To review these concepts, we will go through a series of exercises designed to test your understanding and apply what you have learned.

#### Create a linear regression model using the scikit-learn library to predict the housing prices in the California Housing dataset.

```
from sklearn import datasets
from sklearn.linear_model import LinearRegression
# Load the California Housing dataset
california_housing = datasets.fetch_california_housing()
X = california_housing.data
y = california_housing.target
# Create an instance of the LinearRegression class
model = LinearRegression()
# Fit the model to the training data
model.fit(X, y)
# Predict the housing prices for a given set of input values
X_pred = [[2.0, 1.0, 800.0, 0.0, 3.0]]
y_pred = model.predict(X_pred)
print(y_pred)
```

This will print the predicted housing price for a property with 2 bedrooms, 1 bathroom, 800 square feet, no block, and 3 occupants.

#### Create a polynomial regression model using the scikit-learn library to predict the stock prices of a company based on its quarterly earnings.

```
from sklearn.preprocessing import PolynomialFeatures
from sklearn.linear_model import LinearRegression
# Load the quarterly earnings data
X = [[1], [2], [3], [4]]
y = [10, 15, 20, 25]
# Create a polynomial feature transformer
poly_transformer = PolynomialFeatures(degree=2)
# Transform the input data
X_poly = poly_transformer.fit_transform(X)
# Create an instance of the LinearRegression class
model = LinearRegression()
# Fit the model to the transformed data
model.fit(X_poly, y)
# Predict the stock prices for a given set of input values
X_pred = [[1], [2], [3], [4], [5]]
X_pred_poly = poly_transformer.transform(X_pred)
y_pred = model.predict(X_pred_poly)
print(y_pred)
```

This will print the predicted stock prices for the first 5 quarters based on the quarterly earnings data.

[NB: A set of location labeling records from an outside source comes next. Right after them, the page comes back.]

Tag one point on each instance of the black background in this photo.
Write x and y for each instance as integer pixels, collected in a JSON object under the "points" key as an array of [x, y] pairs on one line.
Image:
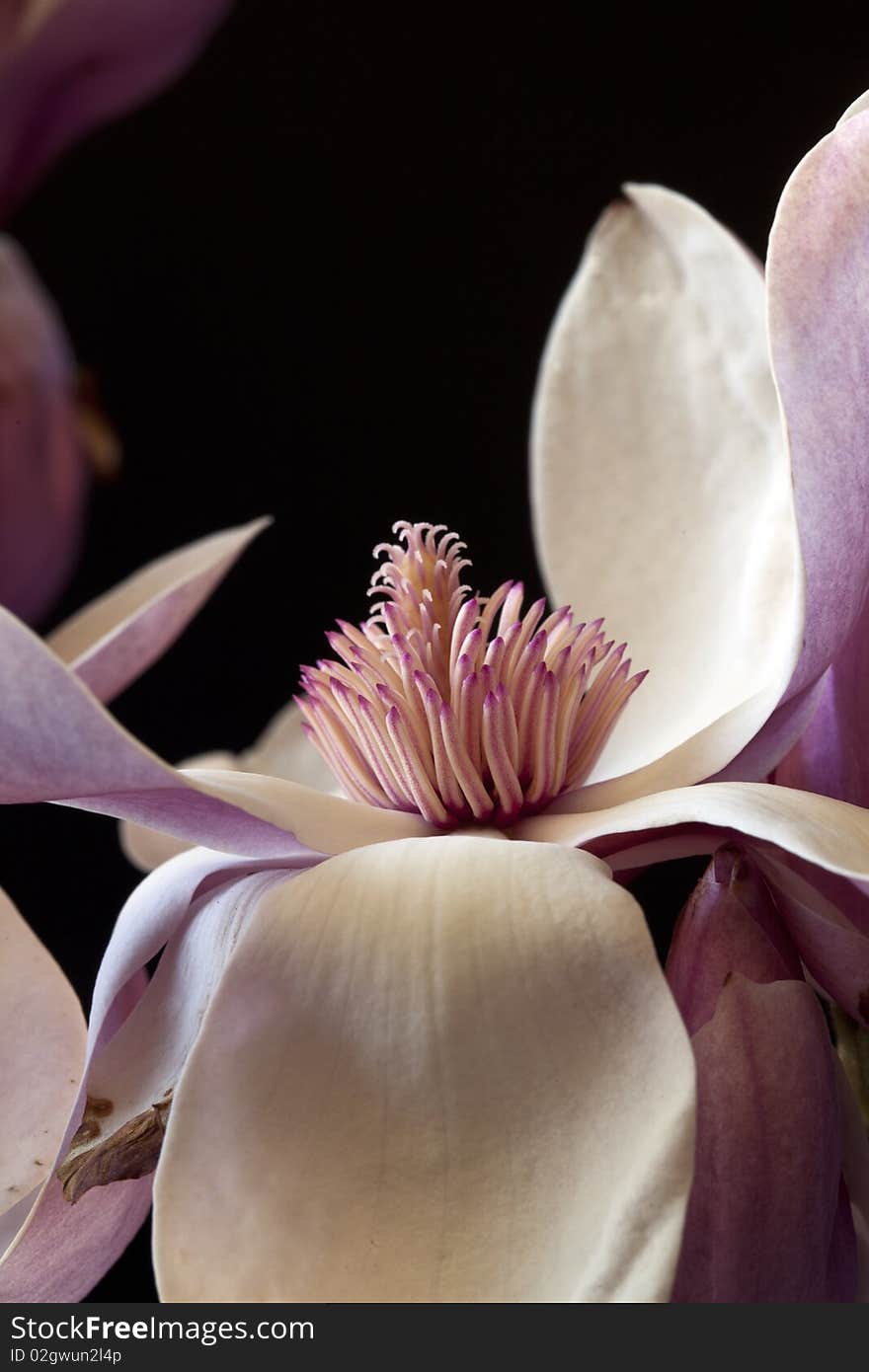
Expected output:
{"points": [[315, 278]]}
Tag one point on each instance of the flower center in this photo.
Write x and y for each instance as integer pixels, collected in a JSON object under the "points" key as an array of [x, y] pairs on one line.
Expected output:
{"points": [[461, 708]]}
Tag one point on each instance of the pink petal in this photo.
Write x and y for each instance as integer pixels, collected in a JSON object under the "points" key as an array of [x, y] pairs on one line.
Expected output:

#### Create a decision tree classifier using the scikit-learn library to predict whether a patient has diabetes or not based on their age, BMI, and blood pressure.

```
from sklearn import datasets
from sklearn.tree import DecisionTreeClassifier
# Load the diabetes dataset
diabetes = datasets.load_diabetes()
X = diabetes.data[:, :3]
y = diabetes.target
# Create an instance of the DecisionTreeClassifier class
model = DecisionTreeClassifier()
# Fit the model to the training data
model.fit(X, y)
# Predict the class label for a given set of input values
X_pred = [[40, 1, 180]]
y_pred = model.predict(X_pred)
print(y_pred)
```

This will print the predicted class label (either 0 or 1) for a patient with age 40, BMI 1, and blood pressure 180.

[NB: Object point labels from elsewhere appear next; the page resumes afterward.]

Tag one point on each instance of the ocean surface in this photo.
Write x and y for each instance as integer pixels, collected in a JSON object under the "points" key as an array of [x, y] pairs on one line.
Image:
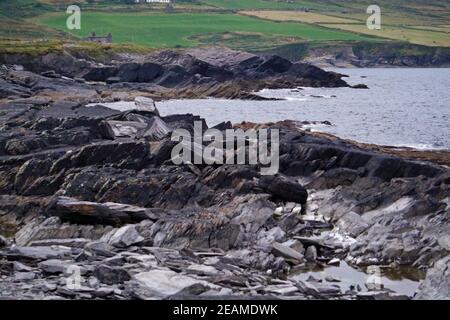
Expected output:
{"points": [[402, 107]]}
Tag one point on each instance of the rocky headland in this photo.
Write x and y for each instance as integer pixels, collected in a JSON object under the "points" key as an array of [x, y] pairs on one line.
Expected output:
{"points": [[92, 207]]}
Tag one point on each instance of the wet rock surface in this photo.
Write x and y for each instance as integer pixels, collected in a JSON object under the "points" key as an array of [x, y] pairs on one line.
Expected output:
{"points": [[96, 209]]}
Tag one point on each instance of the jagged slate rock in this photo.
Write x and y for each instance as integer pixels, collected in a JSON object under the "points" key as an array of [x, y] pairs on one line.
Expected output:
{"points": [[71, 243], [436, 285], [360, 86], [164, 283], [24, 276], [3, 242], [162, 152], [318, 243], [37, 253], [275, 64], [98, 248], [149, 71], [281, 250], [122, 129], [283, 290], [223, 126], [352, 224], [381, 295], [20, 267], [156, 130], [13, 90], [54, 266], [112, 80], [125, 237], [111, 275], [311, 254], [128, 72], [73, 210], [146, 104], [100, 73], [284, 188]]}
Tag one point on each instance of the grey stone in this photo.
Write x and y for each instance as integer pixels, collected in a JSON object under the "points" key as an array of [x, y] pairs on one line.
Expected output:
{"points": [[125, 237], [111, 275], [286, 252], [39, 253], [23, 276], [163, 283], [311, 253]]}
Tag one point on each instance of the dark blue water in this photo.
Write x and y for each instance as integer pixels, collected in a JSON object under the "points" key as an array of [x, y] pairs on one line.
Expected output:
{"points": [[403, 107]]}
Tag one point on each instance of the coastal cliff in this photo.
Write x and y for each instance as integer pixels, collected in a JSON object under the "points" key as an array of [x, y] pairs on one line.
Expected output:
{"points": [[93, 189]]}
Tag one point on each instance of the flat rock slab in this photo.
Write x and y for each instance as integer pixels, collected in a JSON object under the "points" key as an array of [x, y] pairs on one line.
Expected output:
{"points": [[75, 210], [163, 283], [281, 250], [38, 253]]}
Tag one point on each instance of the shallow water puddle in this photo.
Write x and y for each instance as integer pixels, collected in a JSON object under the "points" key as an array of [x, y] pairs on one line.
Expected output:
{"points": [[404, 281]]}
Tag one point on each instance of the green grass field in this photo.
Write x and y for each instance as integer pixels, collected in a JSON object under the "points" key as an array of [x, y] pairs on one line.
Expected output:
{"points": [[253, 25], [182, 30]]}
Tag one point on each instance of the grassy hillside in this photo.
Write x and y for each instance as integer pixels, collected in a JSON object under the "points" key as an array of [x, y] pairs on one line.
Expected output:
{"points": [[181, 29], [257, 25]]}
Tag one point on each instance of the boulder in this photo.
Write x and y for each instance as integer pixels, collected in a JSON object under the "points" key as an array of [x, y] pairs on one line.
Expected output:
{"points": [[275, 64], [111, 275], [129, 72], [156, 130], [352, 224], [286, 252], [70, 209], [164, 283], [436, 285], [54, 266], [149, 71], [38, 253], [125, 237], [146, 104], [100, 73], [3, 242], [284, 188], [122, 129], [311, 254]]}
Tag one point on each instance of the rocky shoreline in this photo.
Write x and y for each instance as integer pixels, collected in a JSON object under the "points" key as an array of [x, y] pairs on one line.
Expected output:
{"points": [[91, 206]]}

#### Create a K-Means clustering model using the scikit-learn library to group customers into different clusters based on their annual income and spending score.

```
from sklearn.cluster import KMeans
# Load the customer data
X = [[50000, 50], [60000, 60], [70000, 70], [80000, 80], [90000, 90], [100000, 100]]
# Create an instance of the KMeans class
model = KMeans(n_clusters=3)
# Fit the model to the data
model.fit(X)
# Predict the cluster labels for a given set of input values
X_pred = [[50000, 50], [60000, 60], [70000, 70], [80000, 80], [90000, 90], [100000, 100]]
y_pred = model.predict(X_pred)
print(y_pred)
```

This will print the cluster labels (either 0, 1, or 2) for each customer based on their annual income and spending score.

#### Create a random forest classifier using the scikit-learn library to predict whether a patient has heart disease or not based on their age, sex, cholesterol, and blood pressure.

```
from sklearn import datasets
from sklearn.ensemble import RandomForestClassifier
# Load the heart disease dataset
heart_disease = datasets.load_heart_disease()
X = heart_disease.data[:, :4]
y = heart_disease.target
# Create an instance of the RandomForestClassifier class
model = RandomForestClassifier()
# Fit the model to the training data
model.fit(X, y)
# Predict the class label for a given set of input values
X_pred = [[40, 1, 180, 1]]
y_pred = model.predict(X_pred)
print(y_pred)
```

This will print the predicted class label (either 0 or 1) for a patient with age 40, sex 1, cholesterol 180, and blood pressure 1.